Amongst the detection box metrics, Precision/mAP is calculated in a robust manner, and is generally a good metric to use in evaluating model performance. It is also the metric used in the COCO object detection task to rank models.


Mask Metrics

Mask metrics apply only to Mask RCNN models.

To understand these mask metrics, we briefly look at how Mask RCNN models work:

  1. Given an image, a Region Proposal Network (RPN) generates potential bounding boxes for objects (independent of object class)
  2. The bounding boxes predicted as being most likely to contain objects are selected
  3. The model splits into 2 parts here. For each bounding box,
    3.1. the first part predicts the object in the bounding box, and further refines the bounding box coordinates around that object
    3.2. the second part predicts, for each possible object class in the bounding box, whether each pixel is part of that object. An example is given below
2252

Bounding Box Prediction (Left) v.s. Segmentation (Right) (Click image to enlarge)

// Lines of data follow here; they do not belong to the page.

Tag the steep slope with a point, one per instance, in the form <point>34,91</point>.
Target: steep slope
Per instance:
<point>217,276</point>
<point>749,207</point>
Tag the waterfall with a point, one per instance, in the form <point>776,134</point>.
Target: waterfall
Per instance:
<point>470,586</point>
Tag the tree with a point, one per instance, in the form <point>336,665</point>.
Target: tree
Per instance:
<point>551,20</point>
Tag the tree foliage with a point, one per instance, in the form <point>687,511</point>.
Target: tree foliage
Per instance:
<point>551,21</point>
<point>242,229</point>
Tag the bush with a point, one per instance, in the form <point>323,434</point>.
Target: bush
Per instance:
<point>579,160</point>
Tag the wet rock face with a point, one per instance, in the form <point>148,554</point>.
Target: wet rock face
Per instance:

There are 3 mask metrics used to measure loss — Mask Loss, Mask RPN Localization Loss, Mask RPN Objectness Loss.

Mask Loss

For each proposed region (from RPN) that contains an object, the ground-truth pixels for that object are compared with the predicted pixels for that object by the model. For example, if the proposed region contains a pen, the ground-truth pixels containing the pen are compared with the model's predictions for pixels containing a pen.

The higher the overlap between the ground-truth pixels and predicted pixels, the lower the mask loss.

Mask RPN Localization Loss

In Step 1 mentioned above, the top bounding boxes generated by the RPN are selected.

Some of these selected bounding boxes will indeed contain an object. The RPN Localization Loss measures how closely the selected bounding boxes match the ground-truth bounding boxes of the objects contained in the selected bounding boxes.

The higher the overlap between the ground-truth bounding boxes and predicted bounding boxes, the lower the

Mask RPN Objectness Loss

In Step 1 mentioned above, the top bounding boxes generated by the RPN are selected.

For each bounding box, the RPN also predicts a probability that the bounding box contains an object (independent of object class). The Mask RPN Objectness Loss measures how accurate these predictions are.

In an ideal scenario with low Mask RPN Objectness Loss, bounding boxes with a high predicted probability of containing an object will indeed contain an object, and vice-versa.